Panelists also answered questions and addressed the concerns of Realtors® attending the symposium about ongoing issues with residential appraisals and improving mortgage servicing and foreclosure processing.
Hundreds of Realtors® will be visiting Capitol Hill later this week to urge congressional leaders to support policies that ensure qualified borrowers can obtain safe and sound mortgage financing products. Realtors® will also be advocating that the current GSE and FHA loan limits be extended to prevent an immediate negative impact on the availability of affordable mortgages for numerous markets across the nation. According to NAR research, reverting to the statutory limits will reduce limits in 619 counties and 41 states and the District of Columbia – the average decline in loan limits will be more than $58,000.

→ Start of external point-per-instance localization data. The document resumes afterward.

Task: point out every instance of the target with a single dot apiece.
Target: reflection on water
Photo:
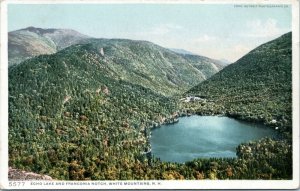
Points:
(203, 137)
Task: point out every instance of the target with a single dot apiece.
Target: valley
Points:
(85, 109)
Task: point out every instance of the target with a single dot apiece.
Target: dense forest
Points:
(72, 116)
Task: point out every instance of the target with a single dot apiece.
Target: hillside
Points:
(258, 87)
(29, 42)
(73, 119)
(85, 112)
(146, 64)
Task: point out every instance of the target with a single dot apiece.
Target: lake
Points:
(203, 137)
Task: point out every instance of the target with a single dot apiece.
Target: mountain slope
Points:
(149, 65)
(258, 87)
(29, 42)
(73, 119)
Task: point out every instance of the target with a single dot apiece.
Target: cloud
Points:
(205, 38)
(263, 29)
(162, 29)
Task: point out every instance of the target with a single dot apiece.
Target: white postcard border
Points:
(155, 184)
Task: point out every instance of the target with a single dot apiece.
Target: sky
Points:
(217, 31)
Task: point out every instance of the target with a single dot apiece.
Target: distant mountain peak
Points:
(33, 41)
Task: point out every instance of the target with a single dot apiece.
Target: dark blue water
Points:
(203, 137)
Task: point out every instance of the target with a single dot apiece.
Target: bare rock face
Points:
(15, 174)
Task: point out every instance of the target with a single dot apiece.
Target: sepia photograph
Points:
(144, 94)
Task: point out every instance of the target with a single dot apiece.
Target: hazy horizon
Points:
(216, 31)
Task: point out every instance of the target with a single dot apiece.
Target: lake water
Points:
(203, 137)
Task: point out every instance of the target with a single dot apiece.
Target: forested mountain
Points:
(139, 62)
(73, 119)
(85, 112)
(29, 42)
(150, 65)
(258, 87)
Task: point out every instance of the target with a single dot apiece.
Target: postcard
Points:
(149, 94)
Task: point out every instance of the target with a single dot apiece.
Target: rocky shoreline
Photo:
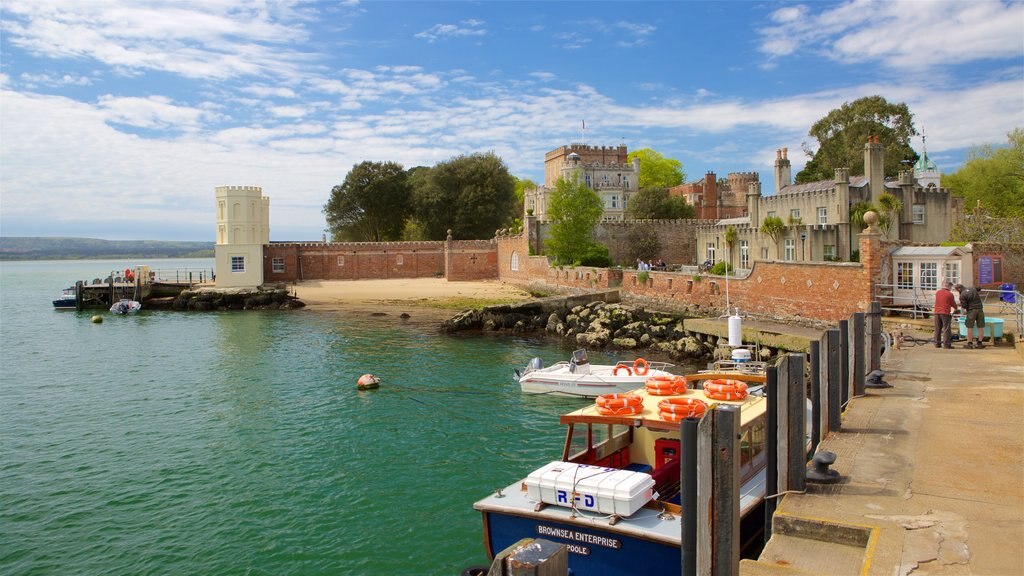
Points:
(598, 325)
(205, 299)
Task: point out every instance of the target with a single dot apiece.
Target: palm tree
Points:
(889, 207)
(773, 227)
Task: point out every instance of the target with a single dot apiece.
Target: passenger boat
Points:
(613, 498)
(67, 299)
(124, 306)
(578, 377)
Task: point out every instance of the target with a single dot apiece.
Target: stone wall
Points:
(458, 260)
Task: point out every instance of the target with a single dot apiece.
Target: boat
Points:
(66, 300)
(578, 377)
(613, 497)
(125, 305)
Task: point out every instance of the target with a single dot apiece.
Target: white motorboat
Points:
(579, 377)
(124, 306)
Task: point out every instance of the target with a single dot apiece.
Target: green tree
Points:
(656, 170)
(992, 177)
(573, 210)
(773, 227)
(371, 205)
(890, 208)
(842, 133)
(654, 204)
(472, 196)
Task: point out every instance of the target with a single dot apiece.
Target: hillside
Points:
(50, 248)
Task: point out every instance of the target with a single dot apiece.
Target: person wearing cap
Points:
(944, 304)
(974, 319)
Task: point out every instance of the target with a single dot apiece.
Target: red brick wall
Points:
(360, 260)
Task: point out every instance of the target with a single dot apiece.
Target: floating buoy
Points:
(368, 381)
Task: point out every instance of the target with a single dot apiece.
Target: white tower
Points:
(243, 229)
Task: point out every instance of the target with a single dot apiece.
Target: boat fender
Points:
(368, 381)
(640, 367)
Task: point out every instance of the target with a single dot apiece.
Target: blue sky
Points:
(119, 117)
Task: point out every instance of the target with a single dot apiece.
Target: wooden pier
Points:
(141, 285)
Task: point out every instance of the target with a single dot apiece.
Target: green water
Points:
(237, 443)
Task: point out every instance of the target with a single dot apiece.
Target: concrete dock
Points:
(932, 475)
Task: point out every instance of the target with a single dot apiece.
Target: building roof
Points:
(928, 251)
(822, 186)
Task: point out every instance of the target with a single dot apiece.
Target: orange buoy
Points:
(368, 381)
(725, 389)
(666, 385)
(640, 367)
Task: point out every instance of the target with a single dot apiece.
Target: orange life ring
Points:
(675, 409)
(725, 389)
(615, 401)
(625, 411)
(666, 385)
(637, 364)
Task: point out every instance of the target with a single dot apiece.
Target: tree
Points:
(371, 205)
(654, 204)
(573, 210)
(656, 170)
(773, 227)
(842, 133)
(889, 207)
(992, 177)
(472, 196)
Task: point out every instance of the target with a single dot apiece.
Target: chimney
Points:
(875, 166)
(782, 170)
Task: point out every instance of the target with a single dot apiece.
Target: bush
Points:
(720, 268)
(596, 255)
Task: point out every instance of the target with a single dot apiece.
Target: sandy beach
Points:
(395, 295)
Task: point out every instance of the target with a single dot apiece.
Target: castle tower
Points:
(783, 175)
(243, 229)
(875, 166)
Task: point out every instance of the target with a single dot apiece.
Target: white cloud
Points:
(463, 29)
(905, 36)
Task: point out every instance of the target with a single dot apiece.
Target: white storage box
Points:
(590, 488)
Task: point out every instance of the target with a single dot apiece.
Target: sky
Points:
(118, 118)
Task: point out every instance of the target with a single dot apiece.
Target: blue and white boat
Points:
(67, 299)
(613, 498)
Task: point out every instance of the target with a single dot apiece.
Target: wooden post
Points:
(688, 491)
(797, 423)
(771, 447)
(835, 379)
(725, 500)
(844, 353)
(857, 340)
(875, 336)
(815, 395)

NAR also has concerns about the proposed risk retention regulation under the Dodd-Frank Act that requires lenders that securitize mortgage loans to retain 5 percent of the credit risk unless the mortgage is a qualified residential mortgage (QRM). High down payment requirements are being proposed by federal regulatory agencies as part of the QRM exemption. Most Americans still consider having enough money for down payment and closing costs to be the biggest obstacles to buying a home. According to NAR estimates it could take as many as 14 years for the average family to save for their down payment. Higher down payments do not have a meaningful impact on default rates; NAR supports a reasonable and affordable cash investment requirement coupled with quality credit standards, strong documentation and sound underwriting.
Other panelists included Martin Eakes, chief executive officer, Center for Responsible Lending; Cara Heiden, co-president for Wells Fargo Home Mortgage; Doug Jones, consumer sales and institutional mortgage services executive, Bank of America Home Loans; Patricia McClung, vice president of single family offerings management, Freddie Mac; Marc Morial, president and chief executive officer, National Urban League; Rajinder Singh, chief risk officer, CitiMortgage; and Michael Williams, chief executive officer, Fannie Mae. CNBC Real Estate Reporter Diana Olick moderated the symposium.
The National Association of Realtors®, “The Voice for Real Estate,” is America’s largest trade association, representing 1.1 million members involved in all aspects of the residential and commercial real estate industries.